Sweep and Prune of Broadphase

The Problem

A physics engine is a system used to simulate physics phenomenon on computers. Imagine a scene with n objects, a very natural way to process physics interactions among all these objects is to consider pairs coming out of them. Let’s say if we have 3 objects A, B and C. We basically need to have an outer loop for the first object of the pair, and a second for the other. For example, 2 pairs are considered while we process A: AB and AC, and one pair is considered when we process B: BC. This method is intuitive enough but effectively results in an O(n2) performance. Since the collision test is a costly operation, we encounter a performance issue if the number of the object rises.

Intuition for SAP

Turns out we can do better than O(n2) with the Sweep and Prune algorithm.

There are two most important intuitions for SAP to make sense. First, if we project vertices of two AABBs onto the same axis, we get two intervals in the form of [min, max], where min is the min for bounding AABB and max is the max for the same thing. This said, if we compare the two intervals and check that there is NO overlap between them, then the two shapes do not overlap, since we know that we can find an axis along which is a gap between the shapes. Second, if we sort objects along that axis in ascending order and check overlaps regarding that order, then every time we detect a gap between object O1 and O2, we can directly abandon O1 because we know for sure that any object farther than O2 will not have overlaps with O1.

This could be better illustrated by the image below.


For easiness, I would notate the blue, red, yellow and green brick as B, R, Y, G from now on. Corresponding to the first point I made above, we can see there is no collision between Y and G by observing the gap between the intervals on the axis. To the second point, if we store the four objects in a sorted order, in this case from left to right of the axis, we can directly stop considering collisions for B as soon as we reach Y as we know any object after Y will not have collisions with B at all.

The algorithm

Given the intuition, we can present the algorithm:

  • Every frame, store objects in list L1 and sort them based on a particular axis. In our case, let’s say this axis is the x-axis.
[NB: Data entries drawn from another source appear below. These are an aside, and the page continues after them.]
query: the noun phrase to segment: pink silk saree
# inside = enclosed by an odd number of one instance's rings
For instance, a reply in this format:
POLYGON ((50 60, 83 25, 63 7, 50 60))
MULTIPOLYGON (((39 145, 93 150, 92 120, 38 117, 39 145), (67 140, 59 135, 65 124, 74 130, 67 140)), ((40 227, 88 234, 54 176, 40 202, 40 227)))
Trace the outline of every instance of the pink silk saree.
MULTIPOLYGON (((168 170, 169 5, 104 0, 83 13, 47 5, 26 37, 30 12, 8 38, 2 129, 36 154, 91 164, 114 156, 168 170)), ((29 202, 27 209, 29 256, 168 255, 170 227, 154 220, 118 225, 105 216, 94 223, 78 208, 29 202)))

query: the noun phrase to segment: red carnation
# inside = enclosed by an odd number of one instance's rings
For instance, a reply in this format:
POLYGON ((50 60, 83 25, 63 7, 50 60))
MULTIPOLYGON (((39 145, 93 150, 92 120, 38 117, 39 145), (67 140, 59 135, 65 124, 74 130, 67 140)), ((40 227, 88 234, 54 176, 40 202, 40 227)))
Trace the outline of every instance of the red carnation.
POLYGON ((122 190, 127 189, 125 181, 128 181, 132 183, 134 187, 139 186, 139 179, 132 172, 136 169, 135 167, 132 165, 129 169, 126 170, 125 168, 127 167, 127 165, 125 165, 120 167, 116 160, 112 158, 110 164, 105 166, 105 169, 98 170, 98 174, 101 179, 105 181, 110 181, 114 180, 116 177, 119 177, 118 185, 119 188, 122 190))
The sorting standard is the min extent of bounding AABBs along x.
  • Prepare another list L2.
  • We extract the first object in L1 and add it to L2.
  • We then inspect the next object in L1 with all objects in L2. In this case, there is only one object in L2, the one we just extracted from L1, since it is the first iteration.
  • We check if the left extent (min.x) of the inspected object is larger than the right extent (max.x) of that object in L2. What the extent represents may vary based on which axis you are using.
  • If yes, we remove that object in L2.
  • If no, we report a possible collision between the two objects.
  • Repeat this until we reach the end of L1.
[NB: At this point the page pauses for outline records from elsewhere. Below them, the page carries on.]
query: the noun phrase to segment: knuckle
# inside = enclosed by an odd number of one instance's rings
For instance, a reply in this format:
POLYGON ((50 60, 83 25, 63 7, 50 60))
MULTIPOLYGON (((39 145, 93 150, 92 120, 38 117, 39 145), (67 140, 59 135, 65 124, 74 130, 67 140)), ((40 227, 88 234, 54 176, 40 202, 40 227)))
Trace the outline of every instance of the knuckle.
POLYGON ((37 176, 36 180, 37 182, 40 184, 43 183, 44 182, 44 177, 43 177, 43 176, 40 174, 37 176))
For SAP, we use insertion sort as the sorting algorithm. Also, notice that the algorithm effectively requires you to have 3 data structures to store information (in my case in C++, 3 vectors). Two for L1 and L2, and another for collision pairs, based on how exactly you encapsulate the collision class in your implementation.

The implementation

Let’s first look at how this algorithm works in high concept. We start directly with sorting L1 (with notations above). Then we use the sorted list to process collision information, which fills L2. Finally, we use computed collision information to commit actual collisions based on the physics scheme used (corrective, preventative and continuous).

void PhysicsScene::ProcessSAP(eAxis axis)
    // sort L1

    // fill L2

    // collision detection

Note that all we care about in this algorithm are in SortOnAxis and ProcessCollisionPairs. The ProcessPairsCorrective is the actual collision resolution step which is another huge topic on its own.

Therefore let’s first focus on SortOnAxis. Remeber it is essentially using insertion sort:

// insertion sort
int i, j;
Entity* key = nullptr;
for (i = 1; i < m_axisList.size(); ++i)
	key = m_axisList[i];
	j = i - 1;

	// Move elements of vector from 0 to i - 1 that have 
	// greater position than key does along specified axis
	// to one position ahead
	bool greaterPos = false;
	switch (axis)
	case AXIS_X:
		greaterPos = DescendBoundAABBMinX(*m_axisList[j], *key);
	case AXIS_Y:
	case AXIS_Z:
	case AXIS_NUM:
	while (j >= 0 && greaterPos)
		m_axisList[j + 1] = m_axisList[j];
		j = j - 1;
	m_axisList[j + 1] = key;
// sorted list of objects along wanted axis

Couple of things to note in this implementation:

  • The Entity class is an encapsulation for physics entities used by the physics engine.
  • The “axisList” (L1) is stored as a member of physics scene.
  • When processing L1, we start with index 1 because in sorting we need to compare entities previous to this current index. And the immediate index previous to 0 is -1, which does not make sense.
  • We use the word “Descend” when getting greaterPos boolean because we need to find objects with higher extents compared to the key entity (the key entity’s extent smaller than that of m_axisList[j]).
  • If you want to sort on any other axis, you need to give your own implementations in the correct slot of that switch statement.
  • The while loop is essentially what an insertion sort is.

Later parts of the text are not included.